My mother sat on an ottoman in front of me and handed me a tissue. “Please, Mellie. Let me talk with him, get to the bottom of this. I'm
sure once you know the facts, you'll feel differently. I just can't imagine there's not more to this story, despite what you think you saw. That's not like Jack. Or Jayne. And this whole issue of him agreeing to use the house as a film set without discussing it with you.” She closed her eyes and gave her head a small shake. “No. I'm not buying it. I'm on your side, Mellie, but this thing can't be left to fester. Let me call him.”

I shook my head, feeling like JJ when I tried to feed him strained peas. “No,” I said, feeling just as unreasonable. “Just stop answering the door and his phone calls and he'll forget about us.”

“Seriously, Mellie? You think this will all just go away and he'll forget about you and his children?”

The doorbell rang, and I turned to her in panic, realizing it was already late afternoon and I was still in my pajamas. I ran my tongue over my teeth and remembered that I hadn't brushed them yet, either. Even if I didn't want to see him, I didn't want him to be glad he couldn't see me.

My mother stood to go to the door. “Don't open it!”

She gave an exasperated sigh. “Let me see who it is first before we make any rash decisions, all right?”

She disappeared into the foyer and I listened to her footsteps cross the floor, then pause, and then came the sound of the doorknob turning and I flinched.

“Nola! It's so good to see you, sweetheart. Come in. I know Mellie will want to see you, too.”

She was right—I did want to see Nola. I'd missed her, but even in my darkest moments it never occurred to me to contact her, because it would be like making her pick sides. Despite her unfortunate choice of fathers, I loved her too much to do that to her.

Nola walked tentatively into the drawing room, wearing her school uniform and carrying her backpack and her overnight bag. The children squealed and she immediately dropped the bag, then sat on the floor to hug JJ and Sarah.

“I missed you guys,” she said, rumpling their hair.

“They missed you, too,” I said. “So did I.”

“Yeah, it's been not so great at home.
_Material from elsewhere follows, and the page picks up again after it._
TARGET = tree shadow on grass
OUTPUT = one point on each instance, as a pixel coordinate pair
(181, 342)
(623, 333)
My dad's a mess.”

Good,
I wanted to say, but couldn't in front of Nola.

“He really misses you, and Sarah and JJ. We all want you to come back home.”

“Is that what he sent you to say?” I asked.

She reached behind her and dragged over the overnight bag. “He doesn't know I'm here. I asked Mrs. Ravenel to drop me off here instead of home. I figured you needed some of your stuff.” She looked at me closely and frowned. “Like your hairbrush and some clothes and makeup. But not too much—because you need to come home.”

“I want to, but I can't. Your dad . . .” I stopped, not sure how much he'd told her.

As if understanding my hesitation, she said, “My dad wouldn't tell me anything, so I asked Jayne what happened. She told me that she couldn't say anything until you and my dad had a talk. She's moved over to the Pinckney house.”

I looked at her in surprise, wondering what sort of self-punishment that must be. Sophie had told me that the doll had been verified as a rare Edison doll and returned to the house. I hoped it was busy reacquainting itself with Jayne.

“Was that her choice?” I asked.

Nola shrugged. “It's her house, and it was a little awkward with her staying with us without the babies.”